Nella penultima conferenza Bergson non affronta più il tema dell’attenzione alla vita, preferisce definire la caratteristica principale dello sforzo intellettuale. Esso viene considerato dall’autore come lo sforzo di richiamo dei ricordi, necessario per ogni attività dell’intelletto che, per agire, si serve sia dell’attenzione sia della memoria. Questo sforzo determina la trasformazione di una rappresentazione schematica in una immaginata. Quando ci impegniamo a ricordare qualcosa, la nostra attività mentale discende nei livelli più profondi della coscienza ma contemporaneamente si muove anche in superficie, non solo in profondità ma anche in estensione. Nel primo caso, definito rappresentazione schematica, le immagini si compenetrano; nel secondo, ossia nella rappresentazione immaginata, le immagini si giustappongono. Ebbene, la caratteristica dello sforzo intellettuale consiste proprio nella conversione dello schema in immagine: i ricordi da confusi e indistinti diventano nitidi e precisi perché la coscienza conserva il rapporto percettivo con il reale, grazie al quale la sensazione copre il ricordo offrendogli contenuto e chiarezza. Se la percezione non corrisponde al ricordo, lo sforzo ricorre ad altri schemi, fino a quando non diventa chiaro e distinto.

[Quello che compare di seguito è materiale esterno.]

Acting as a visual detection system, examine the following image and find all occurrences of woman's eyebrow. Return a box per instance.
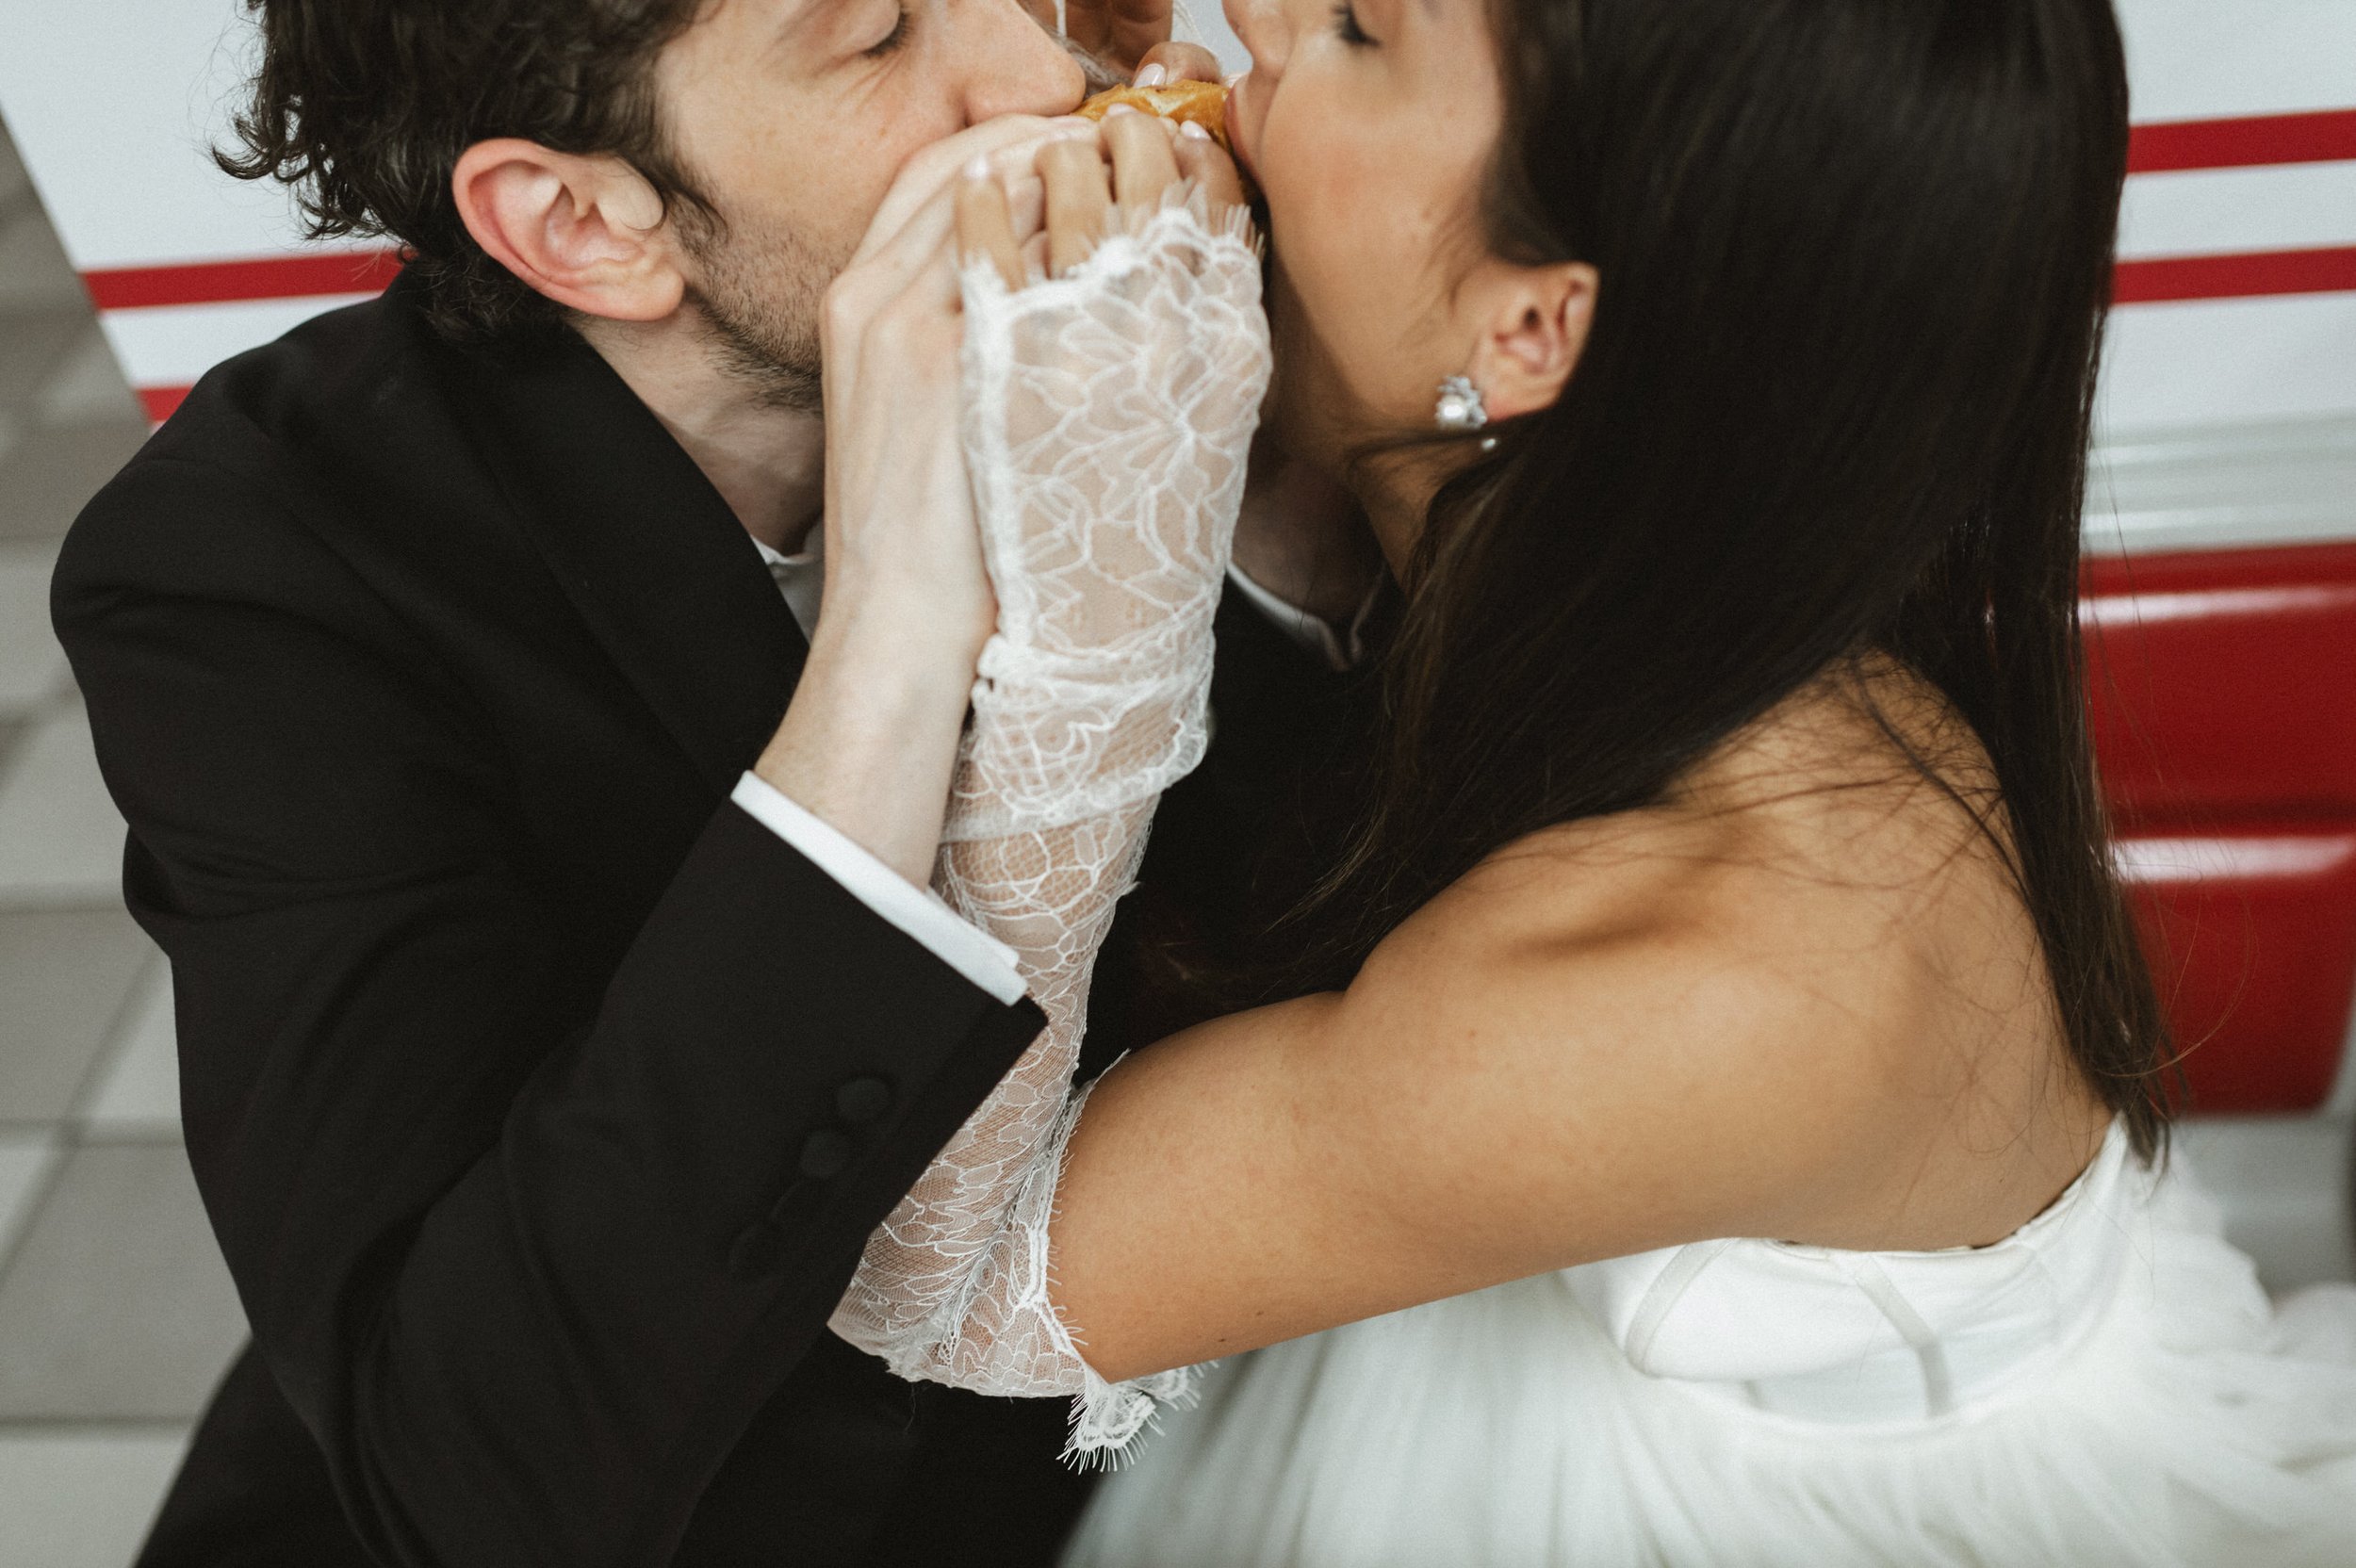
[761,0,838,57]
[1365,0,1434,28]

La tematica della relazione fra l’attività mentale e quella cerebrale viene ripresa nell’ultima conferenza, ma per uno scopo diverso. Bergson infatti vuole superare l’antitesi tra l’impostazione realistica e quella idealistica della ricerca filosofica e per farlo usa la tecnica del paradosso. Il tema del parallelismo anima/corpo, infatti, non può essere posto né in un sistema di notazione realista né in uno idealista, ma soltanto se, per assurdo, questi due sistemi venissero usati contemporaneamente, perché: «il problema dei rapporti del cervello con il pensiero, ci suggerisce, per i termini stessi in cui è posto, i due punti di vista del realismo e dell’idealismo, dato che il termine cervello ci fa pensare a una cosa e il termine pensiero alla rappresentazione» (p. 147), si tratta perciò di una contraddizione in termini. Questo dimostra la volontà dell’autore di superare il dualismo gnoseologico per assumere il punto di vista della scienza e il suo metodo autoptico-sperimentale. Anche il tema dell’attenzione alla vita e dello sforzo d’intellezione sono affrontati in questo modo: Bergson infatti fonda le argomentazioni su esperienze reali, confronta diverse linee interpretative, sospende l’argomentazione per riprenderla in seguito e ritrovarla arricchita dai risultati dell’analisi condotta, ottenuti sempre attraverso un dialogo tra le varie correnti di pensiero e il rifiuto di un rigido schematismo. L’obiettivo della filosofia è infatti, come espresso sin dall’inizio del saggio, quello di seguire non i contorni statici delle idee, ma quelli mobili della realtà.